Loss Functions
Before looking at the loss/objective functions we need to look at different problem setting because in ML setting loss function is a mathmatical representation of the problem we are trying to solve.
Problem Settings
- Classification: The classification can be of two types i.e multi-class or multi-label. In multiclass setting the general choice of loss function is cross entropy loss. In multi-label setting summation of binary cross entropy loss for each class.
- Regression: Generally mean squared error is used as loss function.

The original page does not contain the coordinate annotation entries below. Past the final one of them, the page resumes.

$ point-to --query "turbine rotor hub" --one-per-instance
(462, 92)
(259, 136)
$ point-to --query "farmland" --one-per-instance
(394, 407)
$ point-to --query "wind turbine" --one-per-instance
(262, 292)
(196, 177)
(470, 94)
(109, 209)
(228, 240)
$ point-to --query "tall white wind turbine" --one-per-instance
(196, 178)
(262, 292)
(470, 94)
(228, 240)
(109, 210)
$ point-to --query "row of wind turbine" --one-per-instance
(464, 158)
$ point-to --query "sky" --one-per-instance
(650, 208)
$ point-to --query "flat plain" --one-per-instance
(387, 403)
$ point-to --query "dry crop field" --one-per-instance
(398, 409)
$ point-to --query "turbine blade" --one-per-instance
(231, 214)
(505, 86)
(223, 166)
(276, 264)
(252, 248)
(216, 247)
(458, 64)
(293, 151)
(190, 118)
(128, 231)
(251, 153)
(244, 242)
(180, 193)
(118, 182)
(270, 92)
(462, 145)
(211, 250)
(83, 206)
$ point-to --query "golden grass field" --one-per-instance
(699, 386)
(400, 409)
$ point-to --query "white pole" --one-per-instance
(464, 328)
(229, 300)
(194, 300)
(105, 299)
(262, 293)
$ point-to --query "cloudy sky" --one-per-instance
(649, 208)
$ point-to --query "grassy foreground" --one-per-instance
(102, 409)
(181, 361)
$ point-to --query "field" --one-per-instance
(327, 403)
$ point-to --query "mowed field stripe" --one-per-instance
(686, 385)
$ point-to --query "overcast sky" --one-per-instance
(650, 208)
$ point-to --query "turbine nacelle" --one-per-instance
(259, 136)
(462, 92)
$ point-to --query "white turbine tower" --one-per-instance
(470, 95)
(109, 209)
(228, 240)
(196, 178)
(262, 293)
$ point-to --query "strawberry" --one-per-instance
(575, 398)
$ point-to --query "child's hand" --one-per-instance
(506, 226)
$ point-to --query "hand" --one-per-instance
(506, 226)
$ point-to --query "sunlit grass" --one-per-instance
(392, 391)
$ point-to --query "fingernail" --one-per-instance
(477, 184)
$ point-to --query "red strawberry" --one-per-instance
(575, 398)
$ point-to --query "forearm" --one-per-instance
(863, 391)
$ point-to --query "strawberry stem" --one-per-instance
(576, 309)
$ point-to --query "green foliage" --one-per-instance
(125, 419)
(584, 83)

- Metric Learning: In metric learning we try to learn a distance function between two data points. The loss function is important loss functions are triplet loss , Pairwise Ranking Loss(Contrastive Loss) .
- Reinforcement Learning:
Loss Functions
-
Binary Cross Entropy Loss:
As the name suggest there are only two classes so we need the probability of only one class. It is given by:
\[L_{BCE} = -\sum_{i=1}^{n} y_i log(p_i) + (1-y_i) log(1-p_i)\]where $y_i$ is the ground truth probability and $p_i$ is the predicted probability for class $i$. This will be used in binary classification problems.
-
Cross Entropy Loss:
Logistic Loss and Multinomial Logistic Loss are other names for Cross-Entropy loss. The cross entropy loss can be used when the output of the model is a probability value between 0 and 1. It is given by:
\[L_{CE} = -\sum_{i=1}^{n} y_i log(p_i)\]Multi-label classification the loss function is the sum of the binary cross entropy loss for each class. It is given by:
\[L_{CE} = -\sum_{i=1}^{n} y_i log(p_i) + (1-y_i) log(1-p_i)\]Also weights can be introduced to the loss function deal with imbalanced dataset.
- Focal Loss:
-
Pairwise Ranking Loss(Contrastive Loss):
The objective is to learn representations with a small distance between them for positive pairs, and greater distance than some margin value m for negative pairs. Pairwise Ranking Loss forces representations to have 0 distance for positive pairs, and a distance greater than a margin for negative pairs. Being \(r_a\)(anchor), \(r_x\) can be (Positive) or (negative) sample and d a distance function, we can write:
\[L_{pairwise}(y,r_a,r_x) = y.d(r_a,r_x) + (1-y)*max(0,m-d(r_a,r_x))\]For positive pairs, only the first part of the loss will usined as y==1 and it will be 0 only when the net produces representations for both the two elements in the pair have no distance between them. For negative pairs i.e y==0 , the loss will be 0 when the distance between the representations of the two pair elements is greater than the margin m. The function of the margin is that, when the representations produced for a negative pair are distant enough, no efforts are wasted on enlarging that distance, so further training can focus on more difficult pairs. The most common distance function is the euclidean distance. The main difference with triple loss is that we use pairs instead of triplets.ref
-
Triplet Loss:
We use triplets of training data samples, instead of pairs. The triplets are formed by an anchor sample \(x_a\), a positive sample \(x_p\) and a negative sample \(x_n\). The objective is that the distance between the anchor sample and the negative sample representations d(ra,rn) is greater (and bigger than a margin m) than the distance between the anchor and positive representations d(ra,rp). With the same notation, we can write:
\[L(r_a,r_n,r_p) = max(0, m + d(r_a,r_p) - d(r_a,r_n))\]Triples can be for three types:
- Easy Triplets: \(d(r_a,r_n)>d(r_a,r_p)+m\)
- Hard Triplets: \(d(r_a,r_n)<d(r_a,r_p)\)
- Semi-Hard Triplets: \(d(r_a,r_p)<d(r_a,r_n)<d(r_a,r_p)+m\)
Strategy of triplet selection is very important because it will affect the model performace and convergence.